Dragões, afinal de contas,sempre foram e sempre serão seres absolutamente fascinantes.
Essa é uma tese interessante, que dá uma dimensão nova para a Internet, mas que ignora muitos outros acontecimentos recentes que tem mais peso histórico. O 11 de setembro, por exemplo, é um marco mais apropriado para essa mudança histórica, não acha?

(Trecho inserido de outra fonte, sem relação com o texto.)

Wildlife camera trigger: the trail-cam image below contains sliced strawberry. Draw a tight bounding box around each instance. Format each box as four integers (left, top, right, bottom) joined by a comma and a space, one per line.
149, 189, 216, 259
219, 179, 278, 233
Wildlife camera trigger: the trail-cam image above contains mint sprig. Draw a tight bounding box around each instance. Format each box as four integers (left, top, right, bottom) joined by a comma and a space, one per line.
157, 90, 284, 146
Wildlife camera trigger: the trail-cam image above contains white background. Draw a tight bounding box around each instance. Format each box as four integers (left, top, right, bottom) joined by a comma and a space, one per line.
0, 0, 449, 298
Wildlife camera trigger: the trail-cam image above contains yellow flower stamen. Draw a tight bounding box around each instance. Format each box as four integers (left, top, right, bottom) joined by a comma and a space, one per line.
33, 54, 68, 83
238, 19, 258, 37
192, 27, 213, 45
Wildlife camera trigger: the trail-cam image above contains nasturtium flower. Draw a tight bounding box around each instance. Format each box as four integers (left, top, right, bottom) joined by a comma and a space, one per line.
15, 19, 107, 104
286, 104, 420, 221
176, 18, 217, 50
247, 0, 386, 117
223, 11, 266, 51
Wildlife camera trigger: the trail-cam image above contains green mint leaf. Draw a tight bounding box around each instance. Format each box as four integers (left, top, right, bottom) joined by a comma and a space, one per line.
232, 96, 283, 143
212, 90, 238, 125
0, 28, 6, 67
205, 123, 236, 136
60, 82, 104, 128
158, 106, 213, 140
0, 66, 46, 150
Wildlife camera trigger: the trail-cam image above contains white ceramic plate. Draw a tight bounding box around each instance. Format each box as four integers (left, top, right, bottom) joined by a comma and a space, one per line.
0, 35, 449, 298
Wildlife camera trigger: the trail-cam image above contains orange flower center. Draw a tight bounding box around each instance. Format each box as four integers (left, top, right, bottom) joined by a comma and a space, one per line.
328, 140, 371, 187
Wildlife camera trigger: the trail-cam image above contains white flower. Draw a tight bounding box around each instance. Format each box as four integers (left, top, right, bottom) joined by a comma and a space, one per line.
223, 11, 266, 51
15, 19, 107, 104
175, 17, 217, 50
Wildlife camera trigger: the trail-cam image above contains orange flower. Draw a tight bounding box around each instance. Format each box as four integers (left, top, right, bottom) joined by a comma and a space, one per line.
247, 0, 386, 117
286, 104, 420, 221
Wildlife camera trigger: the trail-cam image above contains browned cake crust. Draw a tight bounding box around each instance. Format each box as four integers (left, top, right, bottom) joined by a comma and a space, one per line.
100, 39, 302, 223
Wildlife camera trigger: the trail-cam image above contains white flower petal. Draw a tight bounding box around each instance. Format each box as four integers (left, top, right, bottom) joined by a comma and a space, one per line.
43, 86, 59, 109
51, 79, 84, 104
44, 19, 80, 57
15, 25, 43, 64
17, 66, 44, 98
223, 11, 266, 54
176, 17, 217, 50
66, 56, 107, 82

Prezado Luís Carlos, O 11 de setembro foi, é fácil perceber, mais "estrondoso". Certamente também provocou um certo desvio nas relações dos EUA com o mundo, o que — podemos argumentar — tem um certo peso nas relações mundiais. O terrorismo passou a ser uma preocupação diária dos estadunidenses, claro, mas penso que esta tendência é muito restrita quando expandimos nossa visão para englobar o mundo todo. Por outro lado, o 11 de setembro não deu origem a novos meios de produção, nem a novos modelos econômicos. É um fato relevante, claro, mas não é determinante no sentido dos períodos históricos, penso eu. Já a Web apresenta todas as características de um elemento de mudança histórica de grande monta, como eu argumentei. E levando em consideração que o início da Idade Contemporânea engloba elementos da Revolução Burguesa, da Revolução Francesa, e da Revolução industrial, não vejo outro acontecimento desde então de tão grandes implicações quanto o surgimento da Web. Outra coisa interessante que não coube no artigo: se esta mudança realmente se der em função do surgimento da Web, será a primeira vez desde a invenção da escrita que uma mudança de período histórico não se dá em função de um conflito. Nos casos da Queda de Roma, da Queda de Constantinopla, e da Revolução Francesa, todas as "novas eras" foram desencadeadas por conflitos de grande envergadura. Sob este prisma, é interessante observar que o surgimento da Web guarda características semelhantes com a invenção da escrita que vão além de suas características "pacíficas". Muito obrigado por sua participação!